The metabolic stability of compounds 27 and 36 was initially examined by in silico tools. The computational procedure MetaSite 4.1.1 provided by Molecular Discovery Ltd. was used to determine the potential sites of metabolism as well as the most probable structures of potential metabolites.46 The plot of MetaSite predictions for the most probable sites for metabolism of 27 and 36 by a computational liver model, and in vitro metabolic stability studies using human (HLMs) or rat (RLMs) liver microsomes are shown in the ESI.

The model suggested that compound 27 has a moderate metabolic stability since about 50% (in the presence of HLMs) or 70% (in the presence of RLMs) of 27 was metabolized within 2 hours under the applied conditions. However, compound 36 was found to be significantly more stable than 27. Metabolic pathways of compounds 27 and 36 were predicted to include hydroxylation, dealkylation, dehydrogenation, dealkylation and deamination followed by oxidation. The most probable metabolites were partially identified using UPLC/MS analysis after incubation of tested compounds with HLMs or RLMs. These results will be helpful for the future design of metabolically stable substituted tricyclic xanthine derivatives.

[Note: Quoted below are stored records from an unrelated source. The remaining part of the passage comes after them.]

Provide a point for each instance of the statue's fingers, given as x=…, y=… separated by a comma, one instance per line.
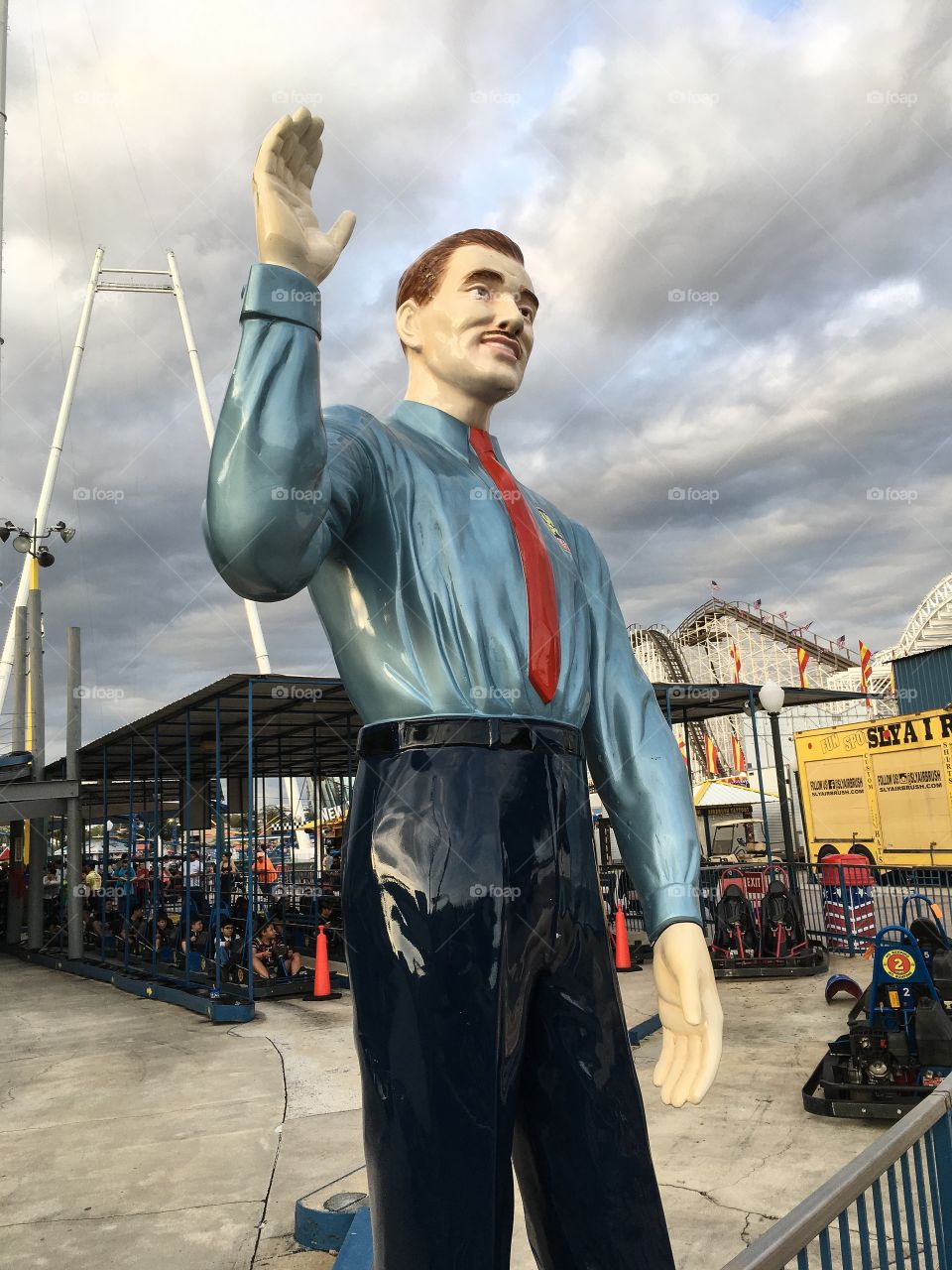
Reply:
x=689, y=989
x=311, y=137
x=295, y=157
x=707, y=1066
x=692, y=1070
x=273, y=141
x=664, y=1064
x=341, y=229
x=680, y=1058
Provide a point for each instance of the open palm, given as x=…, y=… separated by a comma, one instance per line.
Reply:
x=289, y=232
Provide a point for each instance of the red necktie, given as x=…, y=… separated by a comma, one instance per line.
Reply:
x=544, y=647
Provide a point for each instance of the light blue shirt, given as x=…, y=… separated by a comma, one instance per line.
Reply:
x=411, y=559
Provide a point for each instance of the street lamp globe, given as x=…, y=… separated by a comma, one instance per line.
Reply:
x=771, y=698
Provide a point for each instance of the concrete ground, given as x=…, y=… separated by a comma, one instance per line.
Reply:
x=135, y=1133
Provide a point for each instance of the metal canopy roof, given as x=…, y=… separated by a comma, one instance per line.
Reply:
x=693, y=702
x=298, y=722
x=303, y=720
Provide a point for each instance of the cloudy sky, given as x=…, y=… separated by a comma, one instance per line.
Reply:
x=738, y=218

Toxicity of selected compounds

Effect on the recombinant human CYP3A4 P450 cytochrome

Compounds 27 and 36 were also examined to determine their influence on cytochrome P450 3A4 activity. CYP3A4 is involved in the biotransformation of approximately 50% of all marketed drugs, so its potential inhibition or induction may result in drug–drug interactions.47 For this purpose, a commercial bioluminescence-based CYP3A4 P450-Glo™ assay was performed. The strong CYP3A4 inhibitor ketoconazole (KE) was used as a reference compound. No inhibitory effect was observed for 36 whereas the structurally related compound 27 showed very strong inhibition, with an IC50 value of 0.23 μM, similar to that obtained for KE: IC50 = 0.14 μM (Fig. 6).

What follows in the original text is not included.